Dass die fantasieartigen einstimmigen Solosätze der Subjektivität bei weitem freieren Spielraum gewähren als mehrstimmige Solosätze und Orchesterstücke, ist unter Sonate, Instrumentalmusik, Fantasie, Solo etc. bemerkt. Über den inneren Verhalt der Sätze mehrsätziger Kammerstücke vergl. Zyklische Formen.

Den Schwierigkeiten der Behandlung des mehrstimmigen Kammerstiles ist nur ein durchaus tüchtiger Komponist, der alle Mittel des kunstvollen Tonsatzes völlig frei in der Hand hat, gewachsen. Schon Mattheson, zu dessen Zeit der Kammerstil übrigens bei weitem noch nicht die Höhe späterer Ausbildung erreicht hatte, bemerkt (Beschütztes Orch. 142), "dass er extraordinaire Meriten haben müsse, wenn einen nicht das Oscitiren (Gähnen) dabei ankommen solle". Die Übungen in der Instrumental-Komposition pflegen gewöhnlich mit dem mehrstimmigen Solosatze, und zwar insbesondere mit dem Streichquartett, zu beginnen, als der Grundlage sowohl aller Kammer- als Orchestermusik. Wer ein tüchtiges Quatuor zu schreiben vermag, wird die Schwierigkeiten des Orchestersatzes sehr leicht überwinden.

* Mattheson, Beschütztes Orchester, 1717, S. 131ff. erklärt 5 Stilarten als dem Kammerstil untergeordnet, nämlich den Symphoniacus, Canonicus, Choraicus, Madrigalescus und Melismaticus Stilus. […]
[Dommer Musikalisches Lexicon 1865, 467ff]

Kammermusik (1879)

Kammermusik, früher im Gegensatz zu der für den öffentlichen Gebrauch bestimmten Kirchen- und Theatermusik die für den Privatgebrauch bestimmte Musik, die gleichsam einen Vereinigungs- oder Vermittlungspunkt jener beiden Musikgattungen bildete. Der Name Kammermusik kommt daher, weil früher nur große Herren an ihren Höfen und in ihren Gemächern (Kammern) privatim Musik zu ihrer Unterhaltung veranstalten ließen. Diejenigen, welche die Musik aufführten, hießen daher auch Kammermusiker, Kammersänger, Kammervirtuosen etc.

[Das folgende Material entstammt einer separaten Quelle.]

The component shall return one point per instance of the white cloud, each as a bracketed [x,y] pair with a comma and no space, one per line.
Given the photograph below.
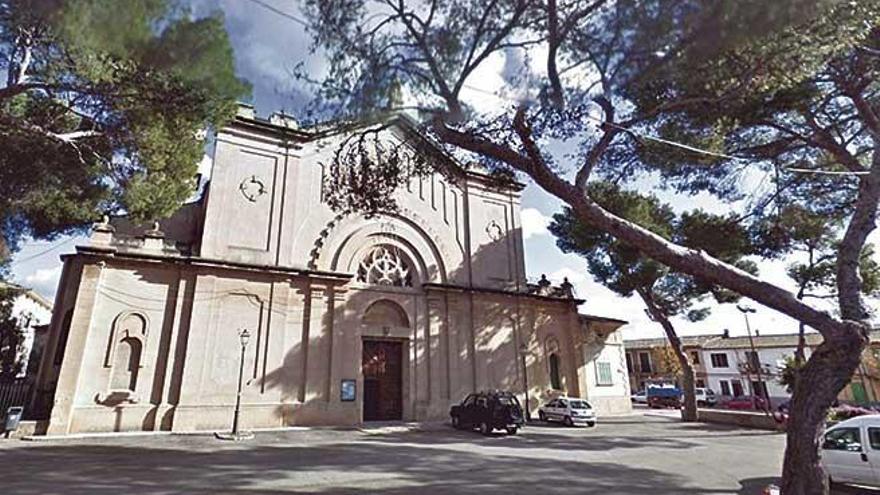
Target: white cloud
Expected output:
[534,223]
[44,280]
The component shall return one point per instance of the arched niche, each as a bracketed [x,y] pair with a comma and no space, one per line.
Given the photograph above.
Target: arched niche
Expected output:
[554,363]
[125,350]
[385,313]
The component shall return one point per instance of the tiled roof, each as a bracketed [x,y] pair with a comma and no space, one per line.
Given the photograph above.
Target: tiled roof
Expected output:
[782,340]
[739,342]
[687,341]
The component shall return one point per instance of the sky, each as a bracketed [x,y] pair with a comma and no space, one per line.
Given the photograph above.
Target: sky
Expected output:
[268,46]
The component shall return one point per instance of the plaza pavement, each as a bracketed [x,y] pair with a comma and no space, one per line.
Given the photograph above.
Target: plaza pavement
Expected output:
[635,454]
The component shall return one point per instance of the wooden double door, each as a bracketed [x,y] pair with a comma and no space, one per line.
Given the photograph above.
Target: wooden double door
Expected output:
[382,365]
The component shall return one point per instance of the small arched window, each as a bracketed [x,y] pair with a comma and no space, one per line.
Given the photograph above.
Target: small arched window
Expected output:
[555,381]
[126,364]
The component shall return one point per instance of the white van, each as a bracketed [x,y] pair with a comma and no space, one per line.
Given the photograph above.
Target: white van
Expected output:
[851,451]
[705,397]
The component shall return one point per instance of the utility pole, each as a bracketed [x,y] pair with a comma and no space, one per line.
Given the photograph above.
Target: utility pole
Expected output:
[745,310]
[523,349]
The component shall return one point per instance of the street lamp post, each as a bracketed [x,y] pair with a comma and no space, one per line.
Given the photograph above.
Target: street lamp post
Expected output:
[745,310]
[523,349]
[243,337]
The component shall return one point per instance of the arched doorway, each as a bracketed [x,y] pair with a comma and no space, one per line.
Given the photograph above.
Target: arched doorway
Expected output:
[382,364]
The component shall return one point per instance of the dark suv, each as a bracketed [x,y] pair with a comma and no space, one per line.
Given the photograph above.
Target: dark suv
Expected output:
[489,411]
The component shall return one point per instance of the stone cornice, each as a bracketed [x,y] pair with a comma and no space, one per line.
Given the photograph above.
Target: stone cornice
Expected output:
[197,261]
[502,292]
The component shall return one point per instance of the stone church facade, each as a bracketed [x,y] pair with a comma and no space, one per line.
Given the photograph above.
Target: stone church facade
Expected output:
[351,319]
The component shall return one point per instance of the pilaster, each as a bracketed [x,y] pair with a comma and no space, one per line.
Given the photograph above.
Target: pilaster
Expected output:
[68,378]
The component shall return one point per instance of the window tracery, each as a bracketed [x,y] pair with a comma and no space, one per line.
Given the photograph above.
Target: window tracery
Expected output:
[384,265]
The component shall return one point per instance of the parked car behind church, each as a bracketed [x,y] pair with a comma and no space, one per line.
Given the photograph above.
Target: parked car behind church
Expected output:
[570,411]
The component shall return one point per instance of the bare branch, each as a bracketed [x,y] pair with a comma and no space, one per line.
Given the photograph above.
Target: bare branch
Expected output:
[609,131]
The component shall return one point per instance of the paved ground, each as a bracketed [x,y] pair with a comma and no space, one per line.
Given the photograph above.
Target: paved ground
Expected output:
[627,455]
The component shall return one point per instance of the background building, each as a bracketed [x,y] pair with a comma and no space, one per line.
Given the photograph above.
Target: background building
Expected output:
[729,366]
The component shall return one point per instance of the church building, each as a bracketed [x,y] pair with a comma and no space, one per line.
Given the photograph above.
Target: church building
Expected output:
[331,318]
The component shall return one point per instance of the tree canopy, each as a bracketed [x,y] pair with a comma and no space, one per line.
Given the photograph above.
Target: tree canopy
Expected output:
[103,109]
[761,104]
[625,270]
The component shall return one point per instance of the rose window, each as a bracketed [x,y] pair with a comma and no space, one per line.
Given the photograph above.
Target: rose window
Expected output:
[385,266]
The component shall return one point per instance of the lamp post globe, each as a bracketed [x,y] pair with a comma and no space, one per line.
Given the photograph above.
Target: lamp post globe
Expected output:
[243,337]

Jetzt bezeichnet man mit Kammermusik nur noch die Musik, deren Aufführung für Zimmer und Privatzirkel sich eignet und keines vollen Orchesters, sondern nur einiger Instrumente oder Stimmen bedarf, zum Beispiel Trios, Duos, Quartette etc. [Riewe Handwörterbuch 1879, 134]

Kammermusik (1840)

Kammermusik, die zur Privatunterhaltung der Fürsten bestimmte Musik, zu deren Ausführung ohne besondere Erlaubnis niemand Zutritt hat. Der Umstand, dass sie, worauf schon ihr Name hindeutet, meistenteils in den Wohnzimmern hoher Herrschaften und mit schwacher Besetzung veranstaltet wurde, veranlasste die Wahl von Tonstücken, worin der Satz mehr zergliedert, die Melodie feiner nuanciert, die Ausarbeitung sorgfältiger war, als in den für die Kirche oder fürs Theater bestimmten Kunstprodukten, und die überhaupt auch in einem höheren Grade als diese auf Kunstfertigkeit und geschmackvollen Vortrag berechnet sein mussten. So entstand die Kammermusik, zu welcher Gattung vorzüglich das Konzert, Solo, Sonate, Duo, Trio, Quartett gehören usw. Dieser angedeutete Charakter hat sich jedoch nicht lange auf die Kammermusik beschränkt, sondern ist in neuerer Zeit auch auf die Oper, ja sogar auf die Kirchenmusik übergegangen. Von den Kammerkonzerten zeichnen sich die Hofkonzerte dadurch aus, dass in letzteren, die in größeren Konzertsälen stattfinden, auch bedeutendere Werke aufgeführt werden und ein zahlreicheres Publikum Einlass erhält. [Gathy Encyklopädie Musik-Wissenschaft 1840, 246]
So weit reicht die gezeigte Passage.